My mind began to wander. Maybe this guy wasn’t into hedges or whatever. Maybe his perfect looks were a cover. Perhaps he worked for the CIA or MI6 or the Russian secret service, whatever it was called these days. What better fake identity than someone who was completely self-involved and unbearably boring? No one would suspect he was really a superspy—a James Bond out to save the world from international terrorists.

I smiled at my meandering thoughts. My companion misread it. “So you see what opportunities there are for someone like yourself to get in on the ground floor of this business. I could put some good deals your way. No pressure.” He handed me a crisp embossed business card. “Name’s Chad.”

“Uh, thanks,” I said, stuffing the card into my pants pocket. “I’ll think about it.”

“Just give me a call when you make up your mind. Cell phone’s always on. Spending all your holiday in Barcelona?”

“At first. I’m meeting a friend there and then going down to Seville after Christmas,” I said, feeling strangely uncomfortable giving this guy any information about myself. “How about you?” I added before he could ask another question. “You staying in Barcelona?”

“I travel all over,” he said vaguely. “Barcelona, Madrid, Seville, Granada this trip. You know what business is like.”

I didn’t, but I nodded as the plane touched down. “What kind of business do you do over Christmas?” I asked.

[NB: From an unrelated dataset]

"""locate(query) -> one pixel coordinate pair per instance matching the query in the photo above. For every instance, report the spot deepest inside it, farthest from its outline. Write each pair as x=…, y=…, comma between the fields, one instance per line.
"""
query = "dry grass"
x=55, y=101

“This and that. Import/export. I’ll be doing a bit of real-estate work this trip. The markets never sleep. Seville’s a great town. You been there before?” I shook my head. “You going to the beach as well?” I shrugged, although Laia and I were planning on a few days at the coast. “Plenty of nice beaches along the south coast. Good places to pick up girls.” Chad winked broadly at me. He must have caught my expression because he hurriedly added, “Or maybe the friend you’re meeting in Barcelona is your girlfriend?” I nodded again. “Well,” Chad went on as we approached the terminal building, “the best of luck to you. And I mean it: give me a call.”

“Sure,” I said distractedly. I was looking out the window at the terminal building. Laia was waiting for me in there. This was going to be the best Christmas ever.